La Camwater étend son réseau avec l’appui de l’AFD

L’accès à l’eau est un problème pour les dix millions de camerounais qui vivent en ville. Pour permettre à la Camwater de mieux les servir, l’AFD finance et accompagne la réalisation de travaux dans quatre grandes villes du pays.

JPEGL’eau, un enjeu pour tous

Sanaga, Nyong, Logone et Chari…le Cameroun ne manque pas de fleuves et ses ressources en eau sont abondantes. Pourtant, les populations des villes ne sont pas toujours en mesure d’en profiter. Seuls 26% des urbains ont aujourd’hui accès à une source d’eau potable dans leur domicile ou leur cour commune. Les autres doivent, le plus souvent, aller se ravitailler dans des kiosques et fontaines publiques - une tâche longue et pénible qui repose le plus souvent sur les femmes et les jeunes filles. A l’heure où la moitié de la population camerounaise vit en ville, l’accès à l’eau est donc un enjeu d’urbanisation, de santé publique et de genre.

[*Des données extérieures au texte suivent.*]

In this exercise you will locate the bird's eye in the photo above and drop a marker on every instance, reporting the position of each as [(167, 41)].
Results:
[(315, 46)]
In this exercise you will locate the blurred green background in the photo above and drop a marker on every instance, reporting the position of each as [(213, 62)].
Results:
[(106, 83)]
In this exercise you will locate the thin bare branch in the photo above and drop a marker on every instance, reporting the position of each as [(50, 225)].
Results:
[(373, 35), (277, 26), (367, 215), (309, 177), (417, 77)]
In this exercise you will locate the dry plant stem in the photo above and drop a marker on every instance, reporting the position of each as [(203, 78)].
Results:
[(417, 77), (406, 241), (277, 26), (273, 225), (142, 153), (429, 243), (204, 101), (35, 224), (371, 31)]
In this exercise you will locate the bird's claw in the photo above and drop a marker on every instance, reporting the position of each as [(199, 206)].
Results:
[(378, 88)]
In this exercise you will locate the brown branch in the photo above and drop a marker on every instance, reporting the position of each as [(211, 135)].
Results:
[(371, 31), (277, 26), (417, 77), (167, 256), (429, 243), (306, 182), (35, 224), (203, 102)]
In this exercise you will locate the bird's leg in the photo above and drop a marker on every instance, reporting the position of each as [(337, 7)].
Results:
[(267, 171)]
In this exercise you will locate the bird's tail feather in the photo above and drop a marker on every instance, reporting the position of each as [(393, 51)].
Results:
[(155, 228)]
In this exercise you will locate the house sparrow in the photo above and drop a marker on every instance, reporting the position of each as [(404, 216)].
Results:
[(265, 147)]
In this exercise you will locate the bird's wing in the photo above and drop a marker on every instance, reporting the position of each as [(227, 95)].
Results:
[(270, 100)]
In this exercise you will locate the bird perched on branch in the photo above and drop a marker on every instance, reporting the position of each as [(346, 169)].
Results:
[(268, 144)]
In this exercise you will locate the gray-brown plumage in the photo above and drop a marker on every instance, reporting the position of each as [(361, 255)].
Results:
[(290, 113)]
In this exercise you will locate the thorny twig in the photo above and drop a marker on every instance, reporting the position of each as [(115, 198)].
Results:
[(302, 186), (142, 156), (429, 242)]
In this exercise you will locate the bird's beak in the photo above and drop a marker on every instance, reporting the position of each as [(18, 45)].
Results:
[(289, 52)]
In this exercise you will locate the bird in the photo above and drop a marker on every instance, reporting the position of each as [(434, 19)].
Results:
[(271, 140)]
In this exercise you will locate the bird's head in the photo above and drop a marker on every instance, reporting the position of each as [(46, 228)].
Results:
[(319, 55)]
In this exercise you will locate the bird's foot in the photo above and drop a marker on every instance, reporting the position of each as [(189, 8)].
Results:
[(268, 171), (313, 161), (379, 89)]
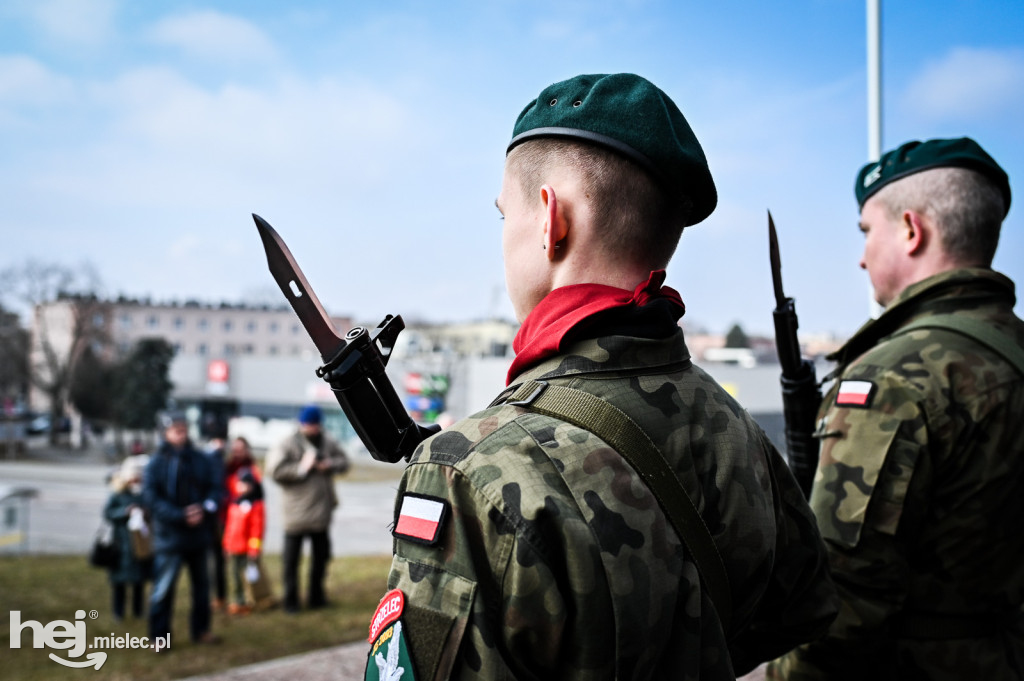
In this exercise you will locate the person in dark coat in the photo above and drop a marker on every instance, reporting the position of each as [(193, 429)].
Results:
[(182, 492)]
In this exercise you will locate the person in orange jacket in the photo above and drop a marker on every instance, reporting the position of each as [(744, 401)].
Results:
[(245, 522)]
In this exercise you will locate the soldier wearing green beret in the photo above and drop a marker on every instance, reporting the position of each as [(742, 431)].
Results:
[(919, 490), (531, 545)]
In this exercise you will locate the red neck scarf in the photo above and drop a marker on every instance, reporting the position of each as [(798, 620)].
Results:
[(547, 330)]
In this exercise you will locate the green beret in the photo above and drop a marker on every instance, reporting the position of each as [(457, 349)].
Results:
[(631, 116), (914, 157)]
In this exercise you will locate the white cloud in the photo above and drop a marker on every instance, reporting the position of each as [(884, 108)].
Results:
[(970, 82), (213, 35), (24, 80)]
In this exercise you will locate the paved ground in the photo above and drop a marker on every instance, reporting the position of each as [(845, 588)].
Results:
[(66, 512), (338, 664)]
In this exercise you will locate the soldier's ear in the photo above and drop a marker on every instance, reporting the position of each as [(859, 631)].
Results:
[(556, 225), (916, 232)]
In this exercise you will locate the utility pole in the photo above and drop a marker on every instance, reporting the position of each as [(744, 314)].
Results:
[(873, 104)]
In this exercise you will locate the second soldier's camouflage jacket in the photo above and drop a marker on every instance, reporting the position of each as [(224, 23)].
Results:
[(920, 495), (555, 561)]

Faire équipe pour que ça coule de source

Pour relever le défi, le gouvernement camerounais s’est engagé depuis 2008 dans une réforme du secteur. Une société publique, la Cameroon Water Utilities Corporation (Camwater), a été créée pour assurer les investissements nécessaires au secteur et étendre le réseau tandis qu’une société privée, la Camerounaise des Eaux (CDE), a été recrutée pour assurer la distribution de l’eau. La France, au travers de l’Agence Française de Développement (AFD) en partenariat avec la Banque Européenne d’Investissement (BEI), a été en première ligne pour appuyer cet effort au travers de la réalisation d’études qui ont permis d’identifier les investissements prioritaires.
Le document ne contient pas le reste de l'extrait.